Experimental program
Comparison scheme
Effect test

example

[0663] Treatment of patients with vascular eye diseases using bispecific antibodies that bind to human VEGF and to human ANG2

example 1

[0665] Efficacy and durability of treatment in patients with neovascular age-related macular degeneration (nAMD) using individualized treatment intervals

[0666] In an earlier 52-week phase II investigative study, it was seen, inter alia, that in all patients involved, RO6867461 (farciximab) was effective every 12 weeks in treatment-naïve nAMD patients. The efficacy of weekly and 16 week administration was longer lasting (longer time required for retreatment). Three arms were studied - arm A (Q12W): 6 mg RO6867461 intravitreal (IVT) every 4 weeks to week 12 (4 injections), then 6 mg RO6867461 IVT every 12 weeks to week 48 (at weeks 24, 36 and 48 Injection; 3 injections) ……………………………—Arm B (Q16W): 6 mg RO6867461 IVT every 4 weeks to Week 12 (4 injections), then 6 mg RO6867461 IVT every 16 weeks to Week 48 Weeks (injections at Weeks 28 and 44; 2 injections)……………………………………………—Group C (comparison group): 0.5 mg ranibizumab IVT every 4 weeks to At week 48 (13 injections), only...

example 2

[0745] Efficacy and durability of bispecific anti-VEGF / ANG2 therapy in patients with diabetic macular edema (DME) using individualized treatment intervals

[0746] In an earlier phase II study of 36 weeks in patients with diabetic macular edema (DME), some degree of potential longer persistence (possibly longer retreatment time) was seen in all relevant patients ). The three study groups were treated as follows: Group A: 0.3 mg ranibizumab, intravitreal (IVT); Group B: 1.5 mg RO6867461 (Fariximab), IVT; monoclonal antibody), IVT.

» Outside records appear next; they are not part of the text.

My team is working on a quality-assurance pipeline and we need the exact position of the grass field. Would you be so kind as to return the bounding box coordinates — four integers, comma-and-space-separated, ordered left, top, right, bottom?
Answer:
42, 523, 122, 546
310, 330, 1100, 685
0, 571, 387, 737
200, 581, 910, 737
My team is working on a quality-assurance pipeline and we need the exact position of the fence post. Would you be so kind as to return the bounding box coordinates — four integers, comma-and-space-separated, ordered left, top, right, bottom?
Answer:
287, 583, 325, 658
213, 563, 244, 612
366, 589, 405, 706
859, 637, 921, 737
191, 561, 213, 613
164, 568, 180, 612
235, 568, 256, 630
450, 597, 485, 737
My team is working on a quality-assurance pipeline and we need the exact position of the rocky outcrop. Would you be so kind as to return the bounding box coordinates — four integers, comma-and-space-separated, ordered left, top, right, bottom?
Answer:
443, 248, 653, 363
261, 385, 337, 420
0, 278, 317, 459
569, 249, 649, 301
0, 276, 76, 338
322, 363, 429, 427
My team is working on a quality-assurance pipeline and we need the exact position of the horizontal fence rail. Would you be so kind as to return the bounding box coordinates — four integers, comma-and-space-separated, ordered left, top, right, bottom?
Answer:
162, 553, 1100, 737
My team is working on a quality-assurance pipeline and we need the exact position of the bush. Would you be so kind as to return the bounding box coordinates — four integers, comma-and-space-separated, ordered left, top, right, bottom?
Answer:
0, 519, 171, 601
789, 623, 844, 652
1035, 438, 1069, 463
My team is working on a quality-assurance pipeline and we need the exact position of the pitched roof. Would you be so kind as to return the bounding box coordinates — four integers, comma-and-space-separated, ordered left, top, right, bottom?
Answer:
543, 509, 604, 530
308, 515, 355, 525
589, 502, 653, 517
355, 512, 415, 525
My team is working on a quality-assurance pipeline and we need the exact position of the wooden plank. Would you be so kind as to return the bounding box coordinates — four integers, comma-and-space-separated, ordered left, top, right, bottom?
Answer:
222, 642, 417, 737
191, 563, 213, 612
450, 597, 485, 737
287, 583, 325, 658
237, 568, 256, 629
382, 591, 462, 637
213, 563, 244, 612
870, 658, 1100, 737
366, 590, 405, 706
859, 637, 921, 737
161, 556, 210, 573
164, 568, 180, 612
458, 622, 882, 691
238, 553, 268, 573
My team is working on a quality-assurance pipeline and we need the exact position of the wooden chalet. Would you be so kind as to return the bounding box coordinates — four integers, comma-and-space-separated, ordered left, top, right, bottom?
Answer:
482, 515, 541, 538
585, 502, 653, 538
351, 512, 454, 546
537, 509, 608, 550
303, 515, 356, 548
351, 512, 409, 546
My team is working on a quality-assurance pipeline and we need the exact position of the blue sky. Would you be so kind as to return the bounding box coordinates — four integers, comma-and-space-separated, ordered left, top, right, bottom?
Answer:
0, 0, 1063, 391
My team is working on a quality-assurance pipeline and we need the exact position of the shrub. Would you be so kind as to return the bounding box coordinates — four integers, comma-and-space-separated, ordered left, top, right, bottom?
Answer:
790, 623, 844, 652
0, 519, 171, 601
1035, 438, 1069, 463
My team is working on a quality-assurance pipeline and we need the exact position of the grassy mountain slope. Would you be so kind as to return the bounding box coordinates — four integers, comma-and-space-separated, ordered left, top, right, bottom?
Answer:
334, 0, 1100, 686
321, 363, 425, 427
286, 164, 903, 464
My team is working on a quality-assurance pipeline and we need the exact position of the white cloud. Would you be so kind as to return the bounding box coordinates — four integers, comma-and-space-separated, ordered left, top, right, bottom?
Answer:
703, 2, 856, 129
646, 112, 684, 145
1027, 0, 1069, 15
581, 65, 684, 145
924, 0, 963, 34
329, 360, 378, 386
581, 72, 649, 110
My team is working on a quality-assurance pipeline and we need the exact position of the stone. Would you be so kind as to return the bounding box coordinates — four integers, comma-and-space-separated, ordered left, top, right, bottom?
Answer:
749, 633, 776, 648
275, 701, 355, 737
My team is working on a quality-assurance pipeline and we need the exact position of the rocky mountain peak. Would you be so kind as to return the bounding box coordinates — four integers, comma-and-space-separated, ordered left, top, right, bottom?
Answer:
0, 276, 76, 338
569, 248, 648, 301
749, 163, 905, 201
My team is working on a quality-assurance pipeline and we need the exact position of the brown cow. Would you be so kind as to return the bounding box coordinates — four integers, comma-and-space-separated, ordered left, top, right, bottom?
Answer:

[0747] Results regarding potential longer retreatment times for RO6867461 (fariximab, VA2) Figure 6 shown in . Figure 6 Time to retreatment in DME patients after cessation of dosing (after 20 weeks or 6 monthly doses = time after last intravitreal (IVT) administration) is shown, based on disease activity as assessed by: BCVA reduction ≥5 letters, and a CST increase of ≥50 μm (=patients with an event). Bispecific anti-VEGF / ANG2 antibody...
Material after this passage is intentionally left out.